Thanks to AI, Nvidia will make you listen to sounds never heard before

Tuesday 26th November 2024 12:07 PM

A team of generative AI researchers at Nvidia has created a veritable audio Swiss army knife, which allows users to control audio output simply using a text command.

While some AI models can compose a song or modify a voice, none have the dexterity of this new model.

Baptized Fugatto (abbreviation of Foundational Generative Audio Transformer Opus 1)it generates or transforms any mixture of music, voices and sounds described using text commands using any combination of texts and audio files.

Imagine a meowing trumpet!

For example, it can create a sample of music from text, remove or add instruments to an existing song, change the emphasis or emotion of a voice – and even allow people to produce sounds that they have never heard before.

Nvidia says its new AI music editor can create “never-heard-before sounds,” like a meowing trumpet. The tool, called Fugatto, is capable of generating music, sounds and speech from text and audio input that it has never been trained on.

Screenshot of a simple text command to create crazy melodies!

Nvidia (YouTube)

Or a saxophone that screams, barks, then electronic music with barking dogs

As shown in the video below, this allows Fugatto to compose songs based on completely whimsical prompts, such as “Create a saxophone that howls, barks, then electronic music with dogs barking” (2 min 38 s).

It can even transform the sound of a person’s voice, changing their accent or giving it a different tone, such as angry or calm.
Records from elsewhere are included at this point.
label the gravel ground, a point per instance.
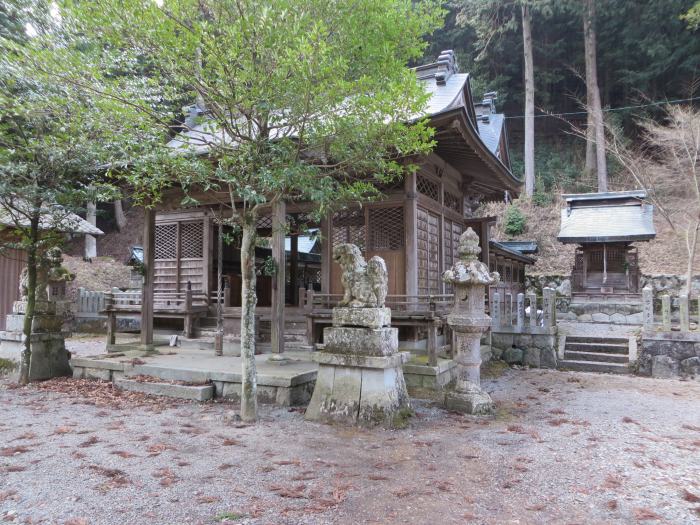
(563, 448)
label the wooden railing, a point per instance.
(397, 303)
(162, 301)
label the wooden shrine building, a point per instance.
(415, 228)
(605, 226)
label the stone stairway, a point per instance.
(596, 354)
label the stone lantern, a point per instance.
(468, 320)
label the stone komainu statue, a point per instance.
(364, 283)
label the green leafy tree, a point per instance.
(296, 100)
(53, 138)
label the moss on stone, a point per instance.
(7, 365)
(493, 369)
(402, 417)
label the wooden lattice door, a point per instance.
(428, 237)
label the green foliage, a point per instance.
(541, 199)
(692, 17)
(312, 98)
(514, 221)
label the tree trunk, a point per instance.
(529, 155)
(595, 110)
(119, 215)
(249, 402)
(691, 244)
(90, 240)
(590, 141)
(32, 263)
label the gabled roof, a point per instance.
(606, 217)
(461, 139)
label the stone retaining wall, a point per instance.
(670, 355)
(534, 350)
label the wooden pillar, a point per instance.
(149, 245)
(91, 240)
(410, 232)
(293, 267)
(326, 257)
(279, 282)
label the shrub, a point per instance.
(514, 221)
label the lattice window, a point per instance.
(428, 234)
(349, 226)
(428, 187)
(166, 241)
(386, 228)
(191, 240)
(452, 201)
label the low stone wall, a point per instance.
(615, 313)
(538, 350)
(670, 355)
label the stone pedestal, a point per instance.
(360, 377)
(49, 355)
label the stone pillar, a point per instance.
(468, 320)
(279, 281)
(496, 311)
(149, 248)
(521, 312)
(549, 307)
(684, 313)
(648, 307)
(666, 312)
(532, 302)
(91, 240)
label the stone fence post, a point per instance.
(496, 311)
(666, 312)
(684, 313)
(532, 302)
(648, 307)
(520, 302)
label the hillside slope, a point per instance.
(664, 255)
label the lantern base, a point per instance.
(472, 400)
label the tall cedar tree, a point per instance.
(300, 100)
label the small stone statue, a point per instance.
(364, 283)
(48, 270)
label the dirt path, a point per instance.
(564, 448)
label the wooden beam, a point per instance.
(279, 230)
(149, 245)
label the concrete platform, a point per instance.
(286, 382)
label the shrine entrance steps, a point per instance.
(596, 354)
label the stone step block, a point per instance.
(605, 348)
(593, 366)
(188, 392)
(596, 340)
(596, 356)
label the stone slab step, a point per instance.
(597, 340)
(189, 392)
(593, 366)
(595, 356)
(605, 348)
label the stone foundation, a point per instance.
(670, 355)
(537, 350)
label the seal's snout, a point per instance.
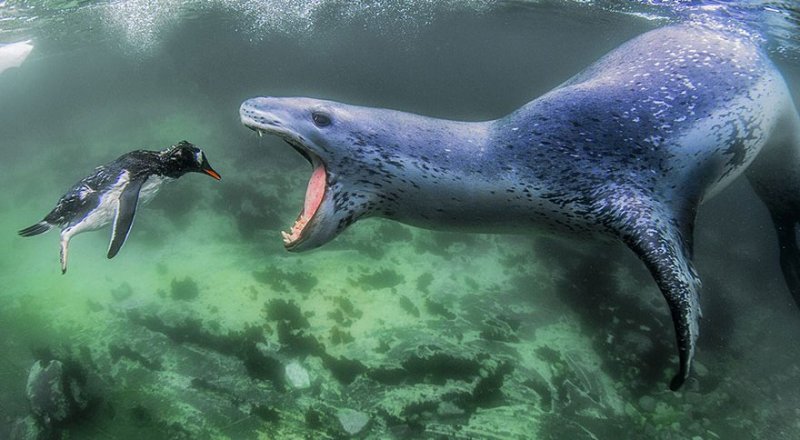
(262, 115)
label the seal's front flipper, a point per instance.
(660, 240)
(123, 220)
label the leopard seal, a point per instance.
(628, 149)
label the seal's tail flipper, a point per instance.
(789, 253)
(38, 228)
(663, 242)
(775, 177)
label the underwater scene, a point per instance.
(209, 322)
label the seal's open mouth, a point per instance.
(315, 192)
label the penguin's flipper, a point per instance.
(39, 228)
(123, 220)
(64, 249)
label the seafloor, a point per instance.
(204, 327)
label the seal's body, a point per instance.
(113, 191)
(629, 148)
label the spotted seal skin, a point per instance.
(628, 149)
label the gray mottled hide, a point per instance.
(628, 148)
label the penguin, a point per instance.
(113, 191)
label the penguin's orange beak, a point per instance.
(212, 173)
(206, 168)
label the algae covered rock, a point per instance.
(56, 393)
(352, 421)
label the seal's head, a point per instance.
(184, 157)
(330, 136)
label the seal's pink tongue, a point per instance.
(315, 191)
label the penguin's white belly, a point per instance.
(105, 211)
(151, 187)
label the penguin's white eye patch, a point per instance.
(321, 119)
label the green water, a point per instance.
(188, 332)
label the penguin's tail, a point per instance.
(38, 228)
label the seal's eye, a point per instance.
(321, 119)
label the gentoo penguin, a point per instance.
(113, 190)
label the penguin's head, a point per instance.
(183, 158)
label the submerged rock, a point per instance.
(46, 393)
(56, 392)
(297, 376)
(352, 421)
(25, 429)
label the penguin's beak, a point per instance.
(206, 168)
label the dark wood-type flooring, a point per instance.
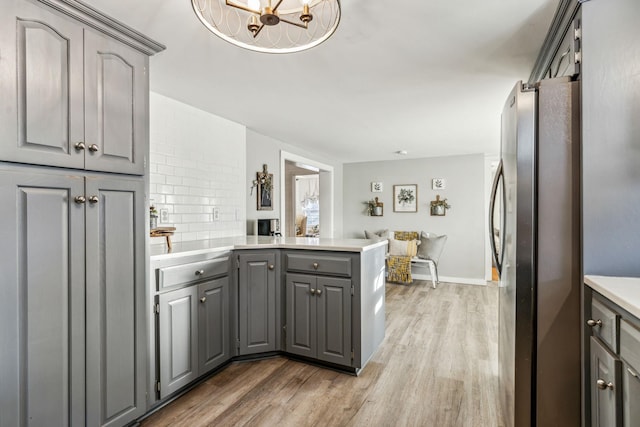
(436, 367)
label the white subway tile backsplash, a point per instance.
(197, 161)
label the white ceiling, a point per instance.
(426, 76)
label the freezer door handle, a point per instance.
(498, 181)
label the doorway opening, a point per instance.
(307, 199)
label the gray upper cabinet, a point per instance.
(76, 270)
(318, 313)
(257, 299)
(72, 97)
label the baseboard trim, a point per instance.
(449, 279)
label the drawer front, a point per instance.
(630, 344)
(606, 327)
(319, 264)
(169, 277)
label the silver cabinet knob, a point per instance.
(593, 323)
(603, 385)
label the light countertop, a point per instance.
(624, 291)
(158, 252)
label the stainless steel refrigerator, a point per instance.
(535, 224)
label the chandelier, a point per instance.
(278, 26)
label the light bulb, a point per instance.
(254, 4)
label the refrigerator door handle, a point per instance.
(498, 179)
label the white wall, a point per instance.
(197, 162)
(463, 257)
(262, 149)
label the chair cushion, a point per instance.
(431, 246)
(403, 247)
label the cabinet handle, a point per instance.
(603, 385)
(593, 323)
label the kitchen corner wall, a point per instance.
(261, 150)
(197, 163)
(463, 258)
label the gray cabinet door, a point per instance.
(116, 106)
(301, 336)
(42, 332)
(41, 107)
(115, 292)
(630, 397)
(604, 385)
(257, 302)
(213, 324)
(178, 339)
(333, 300)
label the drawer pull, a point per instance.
(593, 323)
(603, 385)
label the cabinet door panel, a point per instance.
(604, 402)
(301, 315)
(178, 339)
(115, 300)
(41, 299)
(257, 293)
(334, 320)
(213, 324)
(116, 105)
(41, 114)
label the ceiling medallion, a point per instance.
(284, 27)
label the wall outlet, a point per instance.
(164, 216)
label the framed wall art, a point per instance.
(405, 198)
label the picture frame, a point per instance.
(265, 191)
(405, 198)
(438, 184)
(377, 187)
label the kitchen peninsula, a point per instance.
(215, 301)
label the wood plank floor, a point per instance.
(436, 367)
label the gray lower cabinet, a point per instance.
(318, 318)
(72, 340)
(257, 299)
(193, 330)
(605, 386)
(80, 97)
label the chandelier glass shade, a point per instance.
(278, 26)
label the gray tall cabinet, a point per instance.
(73, 122)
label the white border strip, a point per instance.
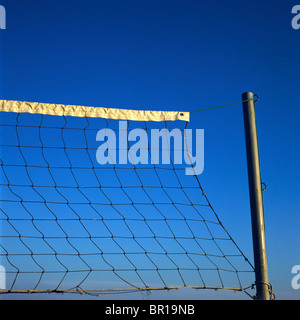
(93, 112)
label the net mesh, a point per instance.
(69, 223)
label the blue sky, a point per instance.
(179, 55)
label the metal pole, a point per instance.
(256, 202)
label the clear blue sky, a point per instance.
(179, 55)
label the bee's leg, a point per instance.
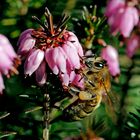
(86, 95)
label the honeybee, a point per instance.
(83, 102)
(97, 83)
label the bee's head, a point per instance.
(95, 63)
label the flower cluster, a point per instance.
(51, 46)
(110, 54)
(122, 17)
(7, 60)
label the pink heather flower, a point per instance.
(49, 46)
(41, 74)
(132, 44)
(110, 54)
(26, 42)
(7, 58)
(1, 84)
(119, 14)
(33, 61)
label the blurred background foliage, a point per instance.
(20, 105)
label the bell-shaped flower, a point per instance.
(56, 59)
(33, 61)
(119, 14)
(110, 54)
(8, 59)
(72, 55)
(26, 42)
(41, 74)
(2, 87)
(6, 46)
(71, 37)
(50, 46)
(132, 44)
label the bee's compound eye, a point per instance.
(89, 64)
(99, 65)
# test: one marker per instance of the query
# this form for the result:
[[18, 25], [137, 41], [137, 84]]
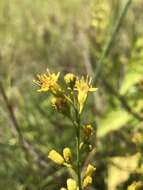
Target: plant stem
[[78, 152], [110, 39]]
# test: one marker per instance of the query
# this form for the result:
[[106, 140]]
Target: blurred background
[[102, 38]]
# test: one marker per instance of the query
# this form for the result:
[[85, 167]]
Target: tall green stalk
[[78, 152]]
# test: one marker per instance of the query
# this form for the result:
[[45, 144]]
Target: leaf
[[113, 121]]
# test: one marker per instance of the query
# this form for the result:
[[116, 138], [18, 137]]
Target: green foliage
[[69, 36]]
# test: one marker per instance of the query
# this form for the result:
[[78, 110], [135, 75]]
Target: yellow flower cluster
[[49, 82], [88, 175], [136, 186], [83, 86], [70, 101], [71, 185]]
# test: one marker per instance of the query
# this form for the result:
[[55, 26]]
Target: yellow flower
[[136, 186], [87, 181], [71, 184], [88, 131], [90, 170], [48, 81], [83, 86], [67, 154], [60, 104], [70, 80], [56, 157]]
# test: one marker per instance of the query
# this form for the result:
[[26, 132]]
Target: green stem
[[78, 152]]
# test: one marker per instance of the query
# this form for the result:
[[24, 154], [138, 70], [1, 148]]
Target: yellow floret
[[87, 181], [67, 154], [90, 170], [56, 157], [71, 184]]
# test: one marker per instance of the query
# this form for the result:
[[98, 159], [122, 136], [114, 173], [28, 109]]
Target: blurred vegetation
[[103, 38]]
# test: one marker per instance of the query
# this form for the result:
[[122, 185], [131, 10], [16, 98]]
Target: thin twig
[[26, 146], [122, 100], [110, 40]]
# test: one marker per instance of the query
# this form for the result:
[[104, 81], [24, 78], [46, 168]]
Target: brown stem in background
[[26, 146]]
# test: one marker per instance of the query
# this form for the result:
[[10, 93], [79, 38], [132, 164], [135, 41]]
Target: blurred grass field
[[71, 36]]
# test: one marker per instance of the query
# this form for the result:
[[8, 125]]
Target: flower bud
[[60, 104], [87, 181], [70, 80], [67, 154], [90, 170], [88, 131], [71, 184], [56, 157]]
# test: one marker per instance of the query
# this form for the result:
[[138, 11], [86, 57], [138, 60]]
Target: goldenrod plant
[[136, 185], [70, 101]]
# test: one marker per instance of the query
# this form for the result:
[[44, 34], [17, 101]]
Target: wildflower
[[88, 131], [56, 157], [90, 170], [71, 184], [60, 104], [137, 138], [136, 186], [48, 81], [87, 181], [83, 86], [70, 80], [67, 154]]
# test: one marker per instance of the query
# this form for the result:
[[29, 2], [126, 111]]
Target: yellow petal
[[71, 184], [90, 170], [67, 154], [87, 181]]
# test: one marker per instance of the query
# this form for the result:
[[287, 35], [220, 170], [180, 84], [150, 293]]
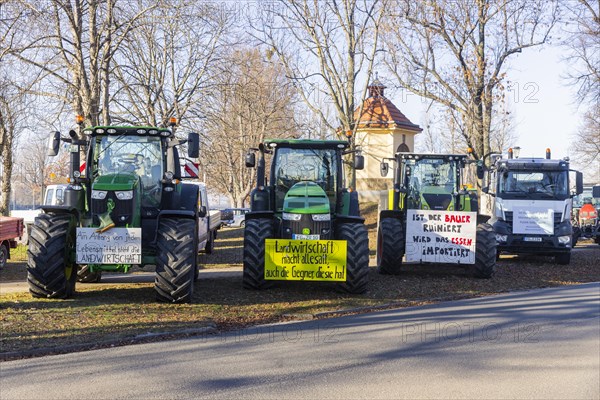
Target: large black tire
[[357, 261], [50, 271], [210, 243], [3, 255], [176, 260], [563, 258], [84, 275], [390, 246], [485, 252], [255, 233]]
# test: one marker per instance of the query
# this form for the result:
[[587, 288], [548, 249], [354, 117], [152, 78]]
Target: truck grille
[[508, 218]]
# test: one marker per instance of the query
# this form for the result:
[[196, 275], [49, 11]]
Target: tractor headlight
[[291, 217], [124, 195], [99, 194], [564, 239], [321, 217]]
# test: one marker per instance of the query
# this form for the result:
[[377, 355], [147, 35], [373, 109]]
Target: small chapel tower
[[382, 131]]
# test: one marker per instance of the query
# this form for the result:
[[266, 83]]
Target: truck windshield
[[295, 165], [139, 155], [534, 184]]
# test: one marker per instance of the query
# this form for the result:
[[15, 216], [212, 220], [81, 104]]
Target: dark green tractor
[[303, 223], [126, 207], [431, 216]]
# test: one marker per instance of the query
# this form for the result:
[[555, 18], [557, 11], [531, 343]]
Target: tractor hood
[[117, 182], [306, 198]]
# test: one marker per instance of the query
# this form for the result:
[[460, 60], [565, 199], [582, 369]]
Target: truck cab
[[531, 202]]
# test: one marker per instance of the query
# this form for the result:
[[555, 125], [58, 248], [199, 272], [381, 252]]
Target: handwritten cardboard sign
[[305, 260], [115, 246], [533, 220], [441, 236]]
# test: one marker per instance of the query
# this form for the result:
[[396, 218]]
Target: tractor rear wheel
[[176, 260], [357, 261], [50, 271], [390, 246], [210, 243], [485, 252], [256, 232], [84, 275]]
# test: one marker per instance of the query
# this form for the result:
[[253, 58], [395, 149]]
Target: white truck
[[529, 204], [209, 221]]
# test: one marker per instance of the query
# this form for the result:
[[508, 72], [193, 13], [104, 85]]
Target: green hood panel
[[306, 198], [117, 182]]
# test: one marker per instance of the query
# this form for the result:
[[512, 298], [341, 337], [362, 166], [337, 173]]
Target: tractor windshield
[[292, 165], [431, 183], [139, 155], [534, 184]]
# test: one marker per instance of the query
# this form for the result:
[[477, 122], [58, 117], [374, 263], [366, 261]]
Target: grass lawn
[[111, 314]]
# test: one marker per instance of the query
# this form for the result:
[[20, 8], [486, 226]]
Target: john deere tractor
[[126, 207], [431, 216], [303, 224]]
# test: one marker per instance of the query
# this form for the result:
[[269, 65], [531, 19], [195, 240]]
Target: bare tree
[[586, 145], [11, 97], [254, 101], [72, 44], [324, 46], [164, 66], [455, 53], [583, 42]]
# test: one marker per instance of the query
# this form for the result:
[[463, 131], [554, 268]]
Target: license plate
[[306, 237], [532, 239]]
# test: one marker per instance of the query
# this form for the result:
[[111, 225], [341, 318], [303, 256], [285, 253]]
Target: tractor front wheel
[[50, 271], [390, 246], [176, 260], [485, 252], [357, 261], [256, 232]]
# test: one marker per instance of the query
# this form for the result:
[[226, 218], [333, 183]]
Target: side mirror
[[193, 145], [384, 168], [54, 144], [202, 212], [480, 171], [359, 161], [250, 160], [578, 182]]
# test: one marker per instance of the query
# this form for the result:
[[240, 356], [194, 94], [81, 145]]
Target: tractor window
[[533, 184], [129, 154], [291, 166], [431, 183], [433, 173]]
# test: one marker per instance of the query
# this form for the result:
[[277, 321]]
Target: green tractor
[[303, 224], [431, 216], [126, 207]]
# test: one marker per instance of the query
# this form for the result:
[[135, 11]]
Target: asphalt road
[[537, 344]]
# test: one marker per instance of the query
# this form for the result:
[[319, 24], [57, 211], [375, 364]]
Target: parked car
[[235, 217]]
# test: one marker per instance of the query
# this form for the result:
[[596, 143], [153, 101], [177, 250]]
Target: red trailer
[[11, 229]]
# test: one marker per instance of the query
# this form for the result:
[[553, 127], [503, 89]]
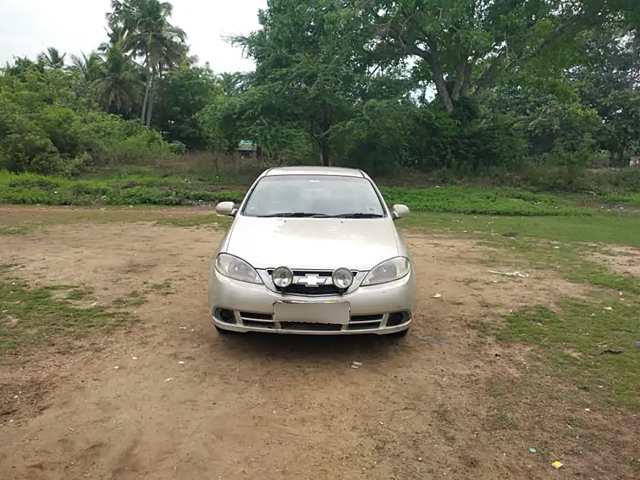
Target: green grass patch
[[484, 201], [573, 339], [174, 190], [36, 189], [603, 227], [32, 317], [629, 198]]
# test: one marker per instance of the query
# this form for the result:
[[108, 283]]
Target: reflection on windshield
[[314, 196]]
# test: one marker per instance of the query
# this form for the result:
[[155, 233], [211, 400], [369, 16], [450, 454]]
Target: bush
[[45, 129]]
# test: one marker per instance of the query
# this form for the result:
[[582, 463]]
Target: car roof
[[333, 171]]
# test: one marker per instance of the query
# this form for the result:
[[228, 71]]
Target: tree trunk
[[325, 152], [147, 89], [152, 96]]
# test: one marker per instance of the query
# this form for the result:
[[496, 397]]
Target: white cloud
[[27, 27]]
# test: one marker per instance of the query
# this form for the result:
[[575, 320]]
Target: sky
[[28, 27]]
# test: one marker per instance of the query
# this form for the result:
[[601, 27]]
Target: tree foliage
[[467, 87]]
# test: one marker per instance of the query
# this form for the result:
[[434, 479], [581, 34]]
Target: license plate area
[[312, 312]]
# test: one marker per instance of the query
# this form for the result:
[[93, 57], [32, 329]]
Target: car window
[[314, 195]]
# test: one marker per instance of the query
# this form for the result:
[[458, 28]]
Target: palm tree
[[118, 84], [52, 58], [87, 66], [147, 34]]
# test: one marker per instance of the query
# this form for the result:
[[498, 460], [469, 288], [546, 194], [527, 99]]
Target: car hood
[[313, 243]]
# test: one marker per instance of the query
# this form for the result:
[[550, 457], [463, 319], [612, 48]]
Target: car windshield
[[314, 196]]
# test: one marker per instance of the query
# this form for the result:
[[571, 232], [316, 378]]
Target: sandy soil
[[445, 402], [620, 259]]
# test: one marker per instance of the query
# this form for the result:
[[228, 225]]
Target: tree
[[465, 47], [118, 82], [182, 93], [305, 80], [52, 58], [147, 34]]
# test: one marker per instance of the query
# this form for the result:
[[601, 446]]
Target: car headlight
[[282, 277], [388, 271], [342, 278], [236, 268]]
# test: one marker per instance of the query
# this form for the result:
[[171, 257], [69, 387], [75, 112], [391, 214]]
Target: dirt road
[[185, 403]]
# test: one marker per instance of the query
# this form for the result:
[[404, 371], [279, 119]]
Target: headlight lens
[[342, 278], [282, 277], [236, 268], [388, 271]]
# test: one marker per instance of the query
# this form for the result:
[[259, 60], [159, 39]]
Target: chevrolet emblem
[[310, 280]]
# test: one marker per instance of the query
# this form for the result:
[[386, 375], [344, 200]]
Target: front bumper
[[242, 307]]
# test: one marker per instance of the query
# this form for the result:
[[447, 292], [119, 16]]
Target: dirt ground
[[445, 402]]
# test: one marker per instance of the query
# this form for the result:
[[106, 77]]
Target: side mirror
[[226, 208], [399, 211]]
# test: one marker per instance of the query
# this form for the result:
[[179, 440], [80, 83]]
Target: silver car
[[313, 251]]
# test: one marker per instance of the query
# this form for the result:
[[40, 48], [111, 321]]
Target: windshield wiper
[[357, 215], [295, 215]]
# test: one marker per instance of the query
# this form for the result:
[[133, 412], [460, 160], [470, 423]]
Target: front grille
[[265, 320], [364, 322], [318, 327], [299, 287]]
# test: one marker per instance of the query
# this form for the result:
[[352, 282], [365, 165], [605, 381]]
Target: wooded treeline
[[467, 86]]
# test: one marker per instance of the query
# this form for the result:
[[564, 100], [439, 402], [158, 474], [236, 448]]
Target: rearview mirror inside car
[[399, 211], [226, 208]]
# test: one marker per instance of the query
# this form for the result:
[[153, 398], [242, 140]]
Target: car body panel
[[313, 243]]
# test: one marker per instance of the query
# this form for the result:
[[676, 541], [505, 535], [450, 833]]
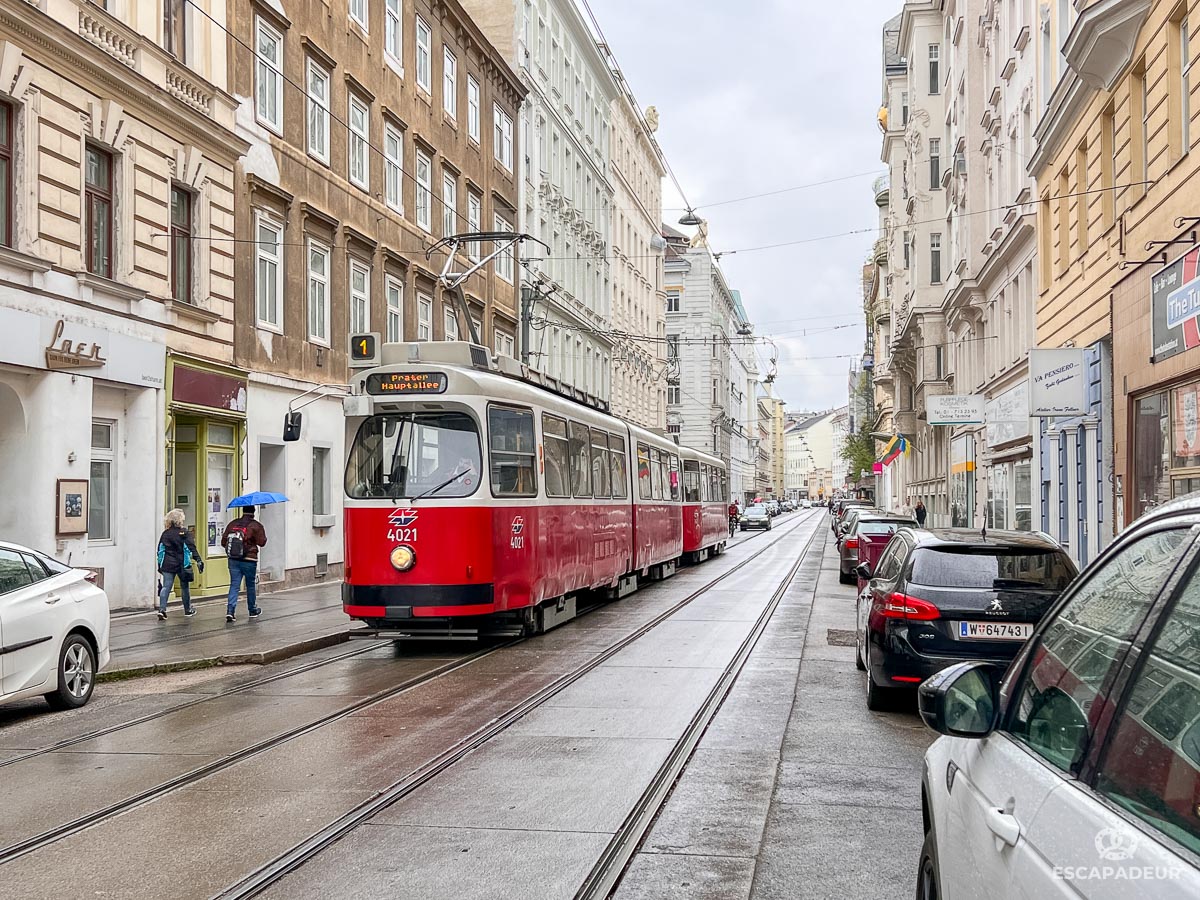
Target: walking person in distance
[[241, 539], [177, 555]]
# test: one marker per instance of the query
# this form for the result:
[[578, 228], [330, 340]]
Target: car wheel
[[929, 881], [877, 699], [77, 675]]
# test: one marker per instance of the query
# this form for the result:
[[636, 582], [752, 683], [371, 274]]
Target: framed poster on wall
[[71, 507]]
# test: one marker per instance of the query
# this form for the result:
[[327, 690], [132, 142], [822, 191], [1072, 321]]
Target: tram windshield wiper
[[444, 484]]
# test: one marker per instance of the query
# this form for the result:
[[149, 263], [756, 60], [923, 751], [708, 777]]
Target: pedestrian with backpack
[[241, 539], [177, 556]]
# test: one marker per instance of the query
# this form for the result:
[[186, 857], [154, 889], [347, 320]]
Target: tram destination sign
[[388, 383]]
It’s also possible to edit music, as Fugatto can isolate vocals in a song, add instruments, and even change a melody by replacing a piano with an opera singer.

There are already several other AI audio tools, but they cannot create completely new and unique sounds, as shown in this comparison table in a document published by Nvidia.

Comparison of the Fugatto audio generator with its competitors

Nvidia

To create Fugatto, Nvidia researchers had to gather a dataset containing millions of audio samples. They then created instructions “that significantly expanded the range of tasks the model could perform, while achieving more accurate performance and enabling new tasks without requiring additional data.”

Nvidia does not say when – or if – the tool will be widely available.